The leave taking was done beautifully and symbolically within the rich context of a EucharistEucharisteo = thanksgiving. The stoles with which we will be ordained in a week’s time were laid on the altar and blessed, then given to us by our personal tutors. The liturgy was creatively put together by students. We were given a book and a glazed pottery cross  (shown above), made by a skilled fellow student. (the heart was received at the Federation Commendation service earlier that week).  We were prayed for and then processed out from church to college. It was an immensely moving service, and there were plenty of tears. I  cried through all of it, seeing these people and their families whose lives had been woven so deeply with mine. A good friend carried his newborn daughter with immense pride and joy, to receive communion/ blessing from the principal who was celebrating and my heart turned over. The service was followed by a wonderful party, enjoyed outside, on an unexpectedly dry and sunny evening (against all forecasts).

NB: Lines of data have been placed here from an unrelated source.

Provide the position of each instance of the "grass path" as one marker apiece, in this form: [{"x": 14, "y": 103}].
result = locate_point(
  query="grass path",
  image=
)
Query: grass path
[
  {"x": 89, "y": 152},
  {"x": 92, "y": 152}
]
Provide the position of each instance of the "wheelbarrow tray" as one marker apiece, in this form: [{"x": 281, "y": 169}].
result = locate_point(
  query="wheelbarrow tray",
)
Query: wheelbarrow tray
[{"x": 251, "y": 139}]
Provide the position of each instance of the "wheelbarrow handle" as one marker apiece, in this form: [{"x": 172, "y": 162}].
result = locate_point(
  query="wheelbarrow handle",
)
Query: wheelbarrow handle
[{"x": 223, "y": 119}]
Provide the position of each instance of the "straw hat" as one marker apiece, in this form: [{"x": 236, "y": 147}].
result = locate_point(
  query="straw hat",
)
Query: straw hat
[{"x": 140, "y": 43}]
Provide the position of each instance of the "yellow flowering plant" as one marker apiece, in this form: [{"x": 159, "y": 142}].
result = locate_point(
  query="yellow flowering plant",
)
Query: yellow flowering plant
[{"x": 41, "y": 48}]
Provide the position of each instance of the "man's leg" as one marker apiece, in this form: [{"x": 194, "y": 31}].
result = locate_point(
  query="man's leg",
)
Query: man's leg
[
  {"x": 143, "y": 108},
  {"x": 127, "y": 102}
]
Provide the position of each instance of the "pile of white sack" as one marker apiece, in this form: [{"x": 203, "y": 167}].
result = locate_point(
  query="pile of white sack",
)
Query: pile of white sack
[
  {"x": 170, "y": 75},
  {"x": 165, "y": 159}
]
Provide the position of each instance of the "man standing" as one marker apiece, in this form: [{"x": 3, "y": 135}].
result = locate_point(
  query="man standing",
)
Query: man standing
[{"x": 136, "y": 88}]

Leaving over, we were spun out country wide, into yet another liminal space of waiting. No longer an ordinand in training, and not yet a Deacon.  No longer part of the ‘old’ community and not yet a part of the new. I have moved to the benefice (group of churches) in which I will serve as curate, but it is not general practice to attend these churches prior to ordination. To extend and analogy I used in my last post, Stepping Stones, it is as if we are pushed off the last stepping stone into the cold water and have to swim and climb out onto the bank.  A spin cycle of emotions, combining with the exhaustion of  the efforts of recent weeks  to organise a move and finish academic work simultaneously, gives it a very strange feel. Looking forwards, looking backwards and trying to process it all.  The church wisely provides a time in which to do this. For four days before the ordination I will go into silent retreat, my family and friends not seeing/hearing from me until I appear in the cathedral procession at the start of the service.  I can’t predict how I shall be feeling at that point, but that my heart will be full, I have no doubt. Like my marriage, it is an intensely personal moment shared in a very formal setting and witnessed by family and friends. A moment of consecration and line crossing; of saying my YES to God publicly and symbolically.

O Lord, you have searched me and known me.

You know when I sit down and when I rise up;

You discern my thoughts from far away.

You search out my path and my lying down, and are aquainted with all my ways.

Even before a word is on my tongue, O Lord, you know it completely.

You hem me in, behind and before, and lay your hand upon me. 

Such knowledge is too wonderful for me;

it is so high that I cannot attain it.